Over the same nine months, capital gains receipts have jumped 21%, again due to revenues from the UK’s richest households. VAT, which mostly applies to non-essential items, is up 5%. And borrowing costs have fallen as the costs of issuing index-linked bonds tumbles in line with the RPI measure of inflation.

Benefit cuts A freeze on benefit payments is set to cost couples with children in the bottom half of the income distribution £200 a year on average, saving the exchequer £1.5bn, according to the Resolution Foundation. A clampdown on other benefits will save around £3bn. From April, the cut in the value of working-age benefits will be 6.1% in real terms over four years. “The impact for many families will be larger still because of simultaneous cuts in entitlements,” says Matthew Whittaker, chief economist at the Resolution Foundation.

Departmental spending Civil servants tend to overreact in times of austerity and the figures bear this out. Between 2013-14 and 2017-18, the average annual net underspend relative to government plans was £2.5bn on day-to-day spending and £1.3bn on capital spending.

In this financial year, the underspend forecast by the OBR is £2.2bn on day-to-day spending and £2.2bn on capital spending.

Hammond’s losers

Economic growth The manufacturing sector is in recession and investment dropped by 3.7% in the last year. A further drag on growth comes from across the channel where the UK’s main trading partners in the eurozone are undergoing a dramatic slowdown.

The OBR is likely to announce a U-turn after raising its GDP growth forecast for 2019 to 1.6% in October. It will probably mark down GDP growth to the level predicted by the Bank of England – 1.2%. Without strong growth over the next couple of years, the OBR will be forced to downgrade future tax revenues and increase the projected annual deficit.

Stamp duty After the first nine months of the year, stamp duty on house sales is down 6.3%. In October, the OBR said it saw a fall coming: it predicted the chancellor would only receive £12.8bn in 2018-19 – £800m lower than the year before. While a general shortage of homes has kept prices from falling, the number of properties bought and sold above the stamp duty threshold of £300,000 for first-time buyers – who make up a majority of home purchasers – has fallen. Receipts in January were around £100m lower compared with the same month last year.
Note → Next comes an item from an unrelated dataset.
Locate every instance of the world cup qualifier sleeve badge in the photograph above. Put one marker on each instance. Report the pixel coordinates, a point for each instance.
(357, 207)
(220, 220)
Corporation tax An analysis based on HMRC data rather than any sophisticated modelling suggests the Treasury sacrificed £2.4bn in revenues when it cut the headline rate of corporation tax from 20% to 19% in 2017. This year, receipts are up 7%, but the total gain could be so much more. A further two-percentage-point cut – from 19% to 17% – that Hammond plans to take effect by the financial year 2020-21 will take the annual loss to £8bn, says the Resolution Foundation.